Día 24 del año 1 después de Covid
Añoranza
Han pasado 24 días desde que se decretó el estado de alarma. A esos puedo sumarle las tres jornadas precedentes, con los niños ya en casa desde aquel viernes 13 de mal augurio y peor pronóstico. Casi un mes en el que mi único contacto con el mundo se ha limitado a tirar la basura e ir una vez a la Farmacia. Tiempo suficiente para caer en la añoranza.
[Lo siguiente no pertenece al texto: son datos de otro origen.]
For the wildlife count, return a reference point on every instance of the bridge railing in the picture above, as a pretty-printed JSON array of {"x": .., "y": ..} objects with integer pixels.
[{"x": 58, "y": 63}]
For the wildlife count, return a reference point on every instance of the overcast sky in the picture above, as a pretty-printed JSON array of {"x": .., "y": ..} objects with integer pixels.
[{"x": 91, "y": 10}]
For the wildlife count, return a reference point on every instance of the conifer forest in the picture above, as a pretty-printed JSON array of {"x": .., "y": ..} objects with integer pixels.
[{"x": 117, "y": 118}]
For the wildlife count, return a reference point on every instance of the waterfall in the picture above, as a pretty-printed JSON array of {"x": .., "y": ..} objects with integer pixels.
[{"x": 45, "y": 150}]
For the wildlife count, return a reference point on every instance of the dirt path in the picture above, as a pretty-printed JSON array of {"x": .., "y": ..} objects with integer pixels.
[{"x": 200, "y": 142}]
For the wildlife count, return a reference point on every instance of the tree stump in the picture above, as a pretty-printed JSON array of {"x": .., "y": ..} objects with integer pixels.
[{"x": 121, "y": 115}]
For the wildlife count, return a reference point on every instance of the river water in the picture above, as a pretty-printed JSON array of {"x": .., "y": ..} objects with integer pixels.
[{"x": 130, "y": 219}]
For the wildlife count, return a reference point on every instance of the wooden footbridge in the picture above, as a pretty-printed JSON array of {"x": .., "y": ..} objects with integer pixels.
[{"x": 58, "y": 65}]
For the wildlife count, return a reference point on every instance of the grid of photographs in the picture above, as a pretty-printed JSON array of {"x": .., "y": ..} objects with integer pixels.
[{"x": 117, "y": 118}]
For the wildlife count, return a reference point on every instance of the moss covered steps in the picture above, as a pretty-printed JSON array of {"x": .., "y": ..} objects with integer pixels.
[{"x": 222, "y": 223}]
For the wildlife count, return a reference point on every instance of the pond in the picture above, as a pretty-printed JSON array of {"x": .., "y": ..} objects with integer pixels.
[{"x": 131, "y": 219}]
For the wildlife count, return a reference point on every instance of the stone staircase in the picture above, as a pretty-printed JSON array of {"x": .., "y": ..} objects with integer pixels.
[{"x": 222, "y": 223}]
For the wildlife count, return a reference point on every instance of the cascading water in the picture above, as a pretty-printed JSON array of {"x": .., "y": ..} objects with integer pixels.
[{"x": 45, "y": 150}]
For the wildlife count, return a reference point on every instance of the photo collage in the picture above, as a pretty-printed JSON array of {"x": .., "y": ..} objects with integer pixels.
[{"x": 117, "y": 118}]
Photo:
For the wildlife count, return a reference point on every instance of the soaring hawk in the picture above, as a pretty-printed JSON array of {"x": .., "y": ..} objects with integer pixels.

Miles de cosas cotidianas que echo de menos. Los domingos en casa de mi padre, con un Glovo calórico en la mesa y la siesta familiar en el sofá. Las idas y venidas al trabajo, pensando en los cientos de batallas por librar. Tonterías desde la perspectiva que da el tiempo. Este tiempo. El despertar frenético de un día cualquiera de semana: desayunos, uniformes, orden, lleváis meriendas, dónde están las mochilas, niños depositados en el cole; todo lo demás es cuesta abajo.
La familia, los cuñados, las risas, los amigos, los paseos, el estrés, el contacto, los abrazos, las sonrisas, los enfados, los compañeros de trabajo, la misa, los recados, el banco, la oficina, el fútbol, los padres de clase, los colegios, la rutina. La vida.
Todas esas cosas que nunca valoramos un carajo. Que damos por descontadas porque siempre están ahí. Que ahora se ausentan y nos revientan de añoranza. Que volverán, pero que no sabemos ni cuándo ni cómo. Porque esto es un poco como morir en vida. Sólo cuando nos enfrentamos a la muerte valoramos todo aquello que no hicimos. Pero no lo hacemos con frecuencia. Nos angustia; y a diario tampoco nos toca tan de cerca.
Por suerte, seguimos vivos, aunque cargados de nostalgia.